No matter what the outcome of the constitutional crisis, the country will need to find a way to continue forward, and ties with Diaspora Jewry are an essential part of that process. No matter what arguments and rifts we have to deal with, we will have to overcome them. The divisiveness within Israel is reflected also in the strained ties with communities abroad, but these, too, need to be fixed.
Under the slogan, “Kulanu am u’le’olam” (#Forever_Am) – We are all one people and forever – the week’s activities are aimed at strengthening Israel’s connection to Jewish communities abroad and include a broad range of educational and social programs. Activities are taking place across the country, including talks (ranging from tackling antisemitism to the Jewish roots of Spider-Man), music, songs, plays, museum tours and movies (the Jerusalem Cinematheque, for example, has a different talk and movie relating to the Diaspora every evening).
At a time of increased antisemitism and the acts of the BDS movement, Israelis need to remember that our fates as members of the Jewish people are intertwined. We should, however, also be careful not to base our relationship only on combating antisemitism together.

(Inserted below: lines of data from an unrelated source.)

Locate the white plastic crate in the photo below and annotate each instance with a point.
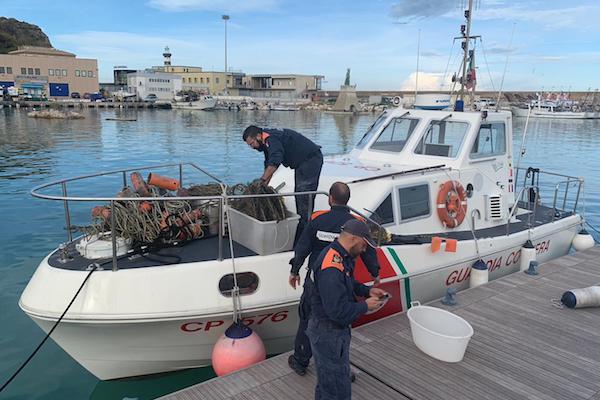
(263, 237)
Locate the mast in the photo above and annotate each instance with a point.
(465, 46)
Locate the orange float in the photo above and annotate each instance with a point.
(452, 204)
(163, 182)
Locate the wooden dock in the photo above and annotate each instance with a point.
(523, 347)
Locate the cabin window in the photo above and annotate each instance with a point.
(490, 141)
(384, 214)
(442, 139)
(371, 131)
(414, 201)
(395, 135)
(247, 282)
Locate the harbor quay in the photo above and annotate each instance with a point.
(524, 347)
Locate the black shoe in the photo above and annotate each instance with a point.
(297, 368)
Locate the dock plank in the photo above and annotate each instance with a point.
(523, 347)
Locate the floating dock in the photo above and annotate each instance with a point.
(524, 347)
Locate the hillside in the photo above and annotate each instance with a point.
(15, 33)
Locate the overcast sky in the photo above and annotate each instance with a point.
(556, 45)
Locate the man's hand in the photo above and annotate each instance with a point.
(294, 280)
(376, 292)
(373, 303)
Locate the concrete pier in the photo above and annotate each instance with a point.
(524, 347)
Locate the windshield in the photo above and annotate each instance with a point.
(443, 138)
(395, 135)
(371, 131)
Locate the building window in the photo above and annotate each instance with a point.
(247, 283)
(414, 201)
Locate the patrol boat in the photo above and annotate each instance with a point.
(443, 184)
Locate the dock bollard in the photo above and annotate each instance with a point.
(532, 270)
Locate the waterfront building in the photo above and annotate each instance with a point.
(281, 86)
(47, 72)
(164, 86)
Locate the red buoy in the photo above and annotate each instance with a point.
(239, 347)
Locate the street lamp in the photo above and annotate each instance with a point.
(225, 18)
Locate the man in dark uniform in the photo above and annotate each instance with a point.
(334, 308)
(322, 229)
(288, 147)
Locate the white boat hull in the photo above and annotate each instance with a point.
(538, 113)
(134, 322)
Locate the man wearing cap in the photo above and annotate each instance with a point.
(334, 308)
(322, 229)
(293, 150)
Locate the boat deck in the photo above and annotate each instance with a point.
(523, 347)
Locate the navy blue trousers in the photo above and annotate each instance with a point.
(306, 178)
(302, 350)
(331, 348)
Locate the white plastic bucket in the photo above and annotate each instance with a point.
(439, 333)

Jewish Diaspora is broad and not a monolith
We must also remember that the Jewish Diaspora – half of the Jewish people – live in communities across the globe. Care must be taken not to equate the Diaspora only with Jews in North America, even if they are the majority. Similarly, there are Ashkenazi and Sephardi Diaspora communities, and a range of other special communities with unique customs and traditions, just as the Jewish majority in Israel is not homogeneous. We can learn from the diversity.
Israelis who travel abroad on vacation often do not take the time to get to know local Jewish communities. But people who spend a period of time in the Diaspora, for work, studies or as emissaries, learn to appreciate how their own Jewish identity can be strengthened through the experience. Jews outside of Israel have to deal with special challenges regarding their religious and ethnic identity that Israeli Jews do not face. Learning about these challenges and how to handle them can be mutually beneficial.
In the last year, we have also seen the importance of Israel-Diaspora ties when it came to Jews from Ukraine, Russia and surrounding countries impacted by the war launched by Vladimir Putin. The way Jewish communities around the world and in Israel have acted to help their brethren has been heartwarming.
The ties between Israel and the Diaspora are special. There is a connection that crosses continents, languages and customs. This special affinity needs to be fostered and furthered.
In Israel, the focus over the years has naturally been on the Law of Return and encouraging aliyah. Continuing to help immigration to Israel requires calm and careful thinking about the Law of Return, who is eligible and their links to the Jewish people.
At the same time, Israel also needs to make the switch and accept that the Jews who live in the Diaspora have legitimate communities and concerns. These communities cannot be ignored. While in the past, Israel was dependent to a large extent on these Diaspora communities, the relationship today is far more symbiotic. Israel must help Diaspora communities.
The Jewish people have survived challenges over millennia. Just as we call on Jews abroad to maintain their ties with Israel and make sure to educate the next generation on the importance of those ties, we in Israel must make sure that Israeli Jews realize the importance of those bonds and ensure that schoolchildren are taught about them.
It is good to have special activities for Diaspora Week; it would be better to keep this special relationship in mind year-round. However difficult the times, however serious the political divides both in Israel and abroad, we are one people. One family. That’s the thought to keep in mind, particularly as we approach Passover, when we recall the Exodus from Egypt and our joint history.